RCL Year C Epiphany 5
Isaiah 6:1-8; Psalm 138; 1 Corinthians 15:1-11; Saint Luke 5:1-11
Like a fish waiting to be caught, just beneath the surface of this Gospel lies a very important truth, a truth I hope you accept, and I hope you will allow to change your life.
Let me approach that truth very gingerly. If you bake and sell Welsh cookies, isn’t it better to sell two hundred dozen rather than one hundred dozen? If you fish for a living, isn’t it better to catch and to sell two boat-loads rather than one boat-load? And here’s the one where our lives may be wanting and may need amending. If you are an Episcopal Church, isn’t it better for your parish to grow in people and giving than to go in the other direction?
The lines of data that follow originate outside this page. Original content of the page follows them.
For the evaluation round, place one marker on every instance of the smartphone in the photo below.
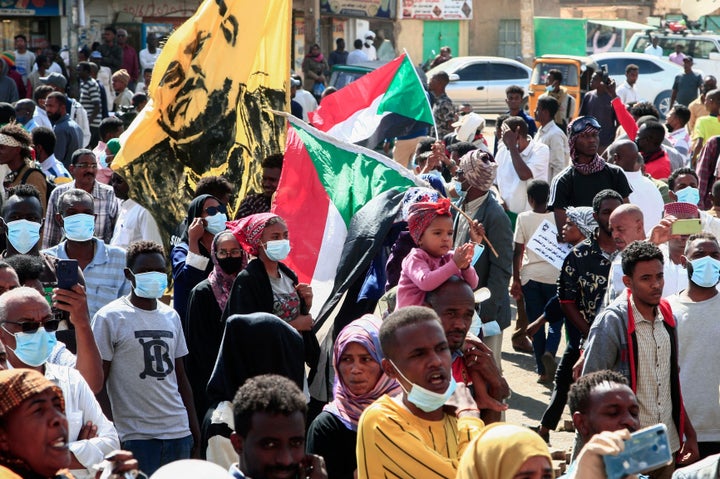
(66, 272)
(687, 227)
(606, 75)
(647, 449)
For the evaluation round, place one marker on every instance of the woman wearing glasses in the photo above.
(203, 324)
(191, 257)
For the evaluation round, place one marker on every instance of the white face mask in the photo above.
(425, 399)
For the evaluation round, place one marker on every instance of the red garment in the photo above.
(657, 165)
(131, 62)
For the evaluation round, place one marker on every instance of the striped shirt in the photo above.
(90, 99)
(106, 212)
(104, 278)
(653, 374)
(393, 442)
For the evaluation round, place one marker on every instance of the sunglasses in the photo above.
(30, 327)
(213, 210)
(579, 125)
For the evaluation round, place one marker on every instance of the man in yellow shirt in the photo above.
(424, 431)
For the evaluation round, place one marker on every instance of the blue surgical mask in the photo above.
(425, 399)
(79, 227)
(216, 223)
(706, 271)
(277, 250)
(102, 159)
(688, 195)
(23, 235)
(150, 285)
(34, 349)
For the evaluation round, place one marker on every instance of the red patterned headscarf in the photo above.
(421, 215)
(248, 230)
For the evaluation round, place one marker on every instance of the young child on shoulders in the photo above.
(433, 262)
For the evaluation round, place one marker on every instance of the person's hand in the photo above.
(196, 230)
(516, 289)
(304, 290)
(577, 368)
(590, 462)
(120, 462)
(462, 256)
(461, 403)
(689, 452)
(477, 232)
(662, 232)
(535, 326)
(88, 431)
(312, 466)
(303, 322)
(510, 138)
(74, 301)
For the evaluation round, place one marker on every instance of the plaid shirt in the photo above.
(106, 211)
(706, 170)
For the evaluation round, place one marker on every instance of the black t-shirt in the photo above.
(329, 438)
(570, 188)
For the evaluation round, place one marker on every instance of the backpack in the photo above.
(49, 185)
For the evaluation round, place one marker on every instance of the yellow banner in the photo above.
(213, 85)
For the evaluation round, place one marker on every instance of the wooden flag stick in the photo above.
(472, 221)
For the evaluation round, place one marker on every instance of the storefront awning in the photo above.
(623, 24)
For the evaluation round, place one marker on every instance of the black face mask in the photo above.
(230, 265)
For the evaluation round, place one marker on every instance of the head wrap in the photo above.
(499, 451)
(479, 168)
(220, 281)
(121, 75)
(597, 163)
(17, 385)
(417, 194)
(195, 210)
(114, 146)
(346, 406)
(248, 231)
(244, 353)
(680, 209)
(422, 214)
(8, 140)
(582, 217)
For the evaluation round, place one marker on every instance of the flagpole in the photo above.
(437, 137)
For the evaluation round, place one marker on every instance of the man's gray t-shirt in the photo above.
(687, 86)
(142, 382)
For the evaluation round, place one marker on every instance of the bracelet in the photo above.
(469, 409)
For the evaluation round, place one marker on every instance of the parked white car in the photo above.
(655, 79)
(481, 81)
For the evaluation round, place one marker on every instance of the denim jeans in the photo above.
(152, 454)
(563, 378)
(536, 296)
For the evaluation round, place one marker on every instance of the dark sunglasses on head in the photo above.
(213, 210)
(32, 326)
(580, 124)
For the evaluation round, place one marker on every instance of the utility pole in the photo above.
(312, 20)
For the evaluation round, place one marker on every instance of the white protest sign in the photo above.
(544, 243)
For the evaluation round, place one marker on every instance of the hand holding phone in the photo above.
(644, 450)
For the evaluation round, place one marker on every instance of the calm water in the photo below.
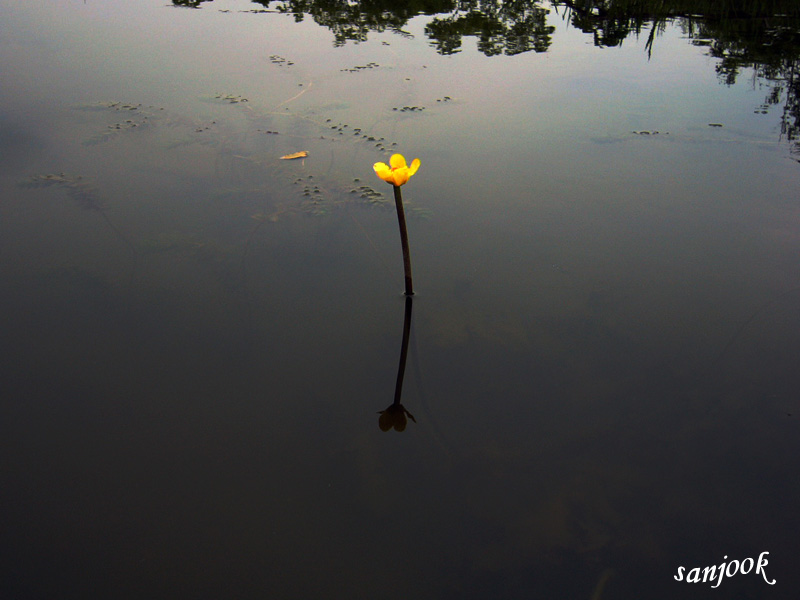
(197, 337)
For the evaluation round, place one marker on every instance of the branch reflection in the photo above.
(395, 416)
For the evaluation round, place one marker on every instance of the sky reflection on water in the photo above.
(198, 337)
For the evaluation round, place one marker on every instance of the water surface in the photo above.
(197, 336)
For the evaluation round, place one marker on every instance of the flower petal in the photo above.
(400, 175)
(397, 161)
(383, 171)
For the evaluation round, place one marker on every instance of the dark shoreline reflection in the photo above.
(762, 36)
(395, 415)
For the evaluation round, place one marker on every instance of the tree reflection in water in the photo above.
(758, 35)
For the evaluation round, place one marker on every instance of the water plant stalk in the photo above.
(401, 219)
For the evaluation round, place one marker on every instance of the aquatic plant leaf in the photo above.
(301, 154)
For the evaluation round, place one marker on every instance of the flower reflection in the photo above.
(394, 417)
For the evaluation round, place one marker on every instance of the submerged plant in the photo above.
(397, 173)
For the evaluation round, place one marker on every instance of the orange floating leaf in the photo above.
(301, 154)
That simple truth, that it is better to grow than not to grow, that it is better to catch more rather than fewer, lies behind the Gospel today. The power of the story lies with that simple truth, that simple assumption, which Jesus uses to give a new vocation to Simon Peter, James, and John. Their growing up involves catching people rather than fish, but the same truth applies: it is better to catch more rather than fewer.
It really is that simple. The task for us modern-day Christians is what it was two thousand years ago: to listen to the Lord, to follow him, and to begin catching people.
And this will always mean trying things we have tried before. And trying things we have never done before. Peter knew how to fish. He really knew how to fish. Soon, however, he is off healing people, teaching people, catching people for Jesus, and writing scripture!
Like Peter, not one of us thinks he or she is an evangelist. Let alone that any one of us might heal people or write scripture.
But one day, a letter you write to someone may bring that someone closer to God in Christ. That is scripture.
One day you will reach out to care for someone, and that person will be healed.
One day you will say something that will cause someone else to say, “You know, I never thought of things that way before,” and you will have become a teacher.
Jesus does not call us because we are worthy, or because we are qualified for the jobs he calls us to do. We are worthy and can do everything he did and more for this simple reason: he calls us.
Everything and more that good-hearted people want for Good Shepherd will be given to us. Our boats will be filled with fish, our pews with people, our Sunday School with children if only we will take the time to listen to the Lord, to follow him, and to begin catching people.
From now on we will be catching people for Jesus so they too can know what it feels like to be made worthy to stand before God. If Peter could do it, so can we.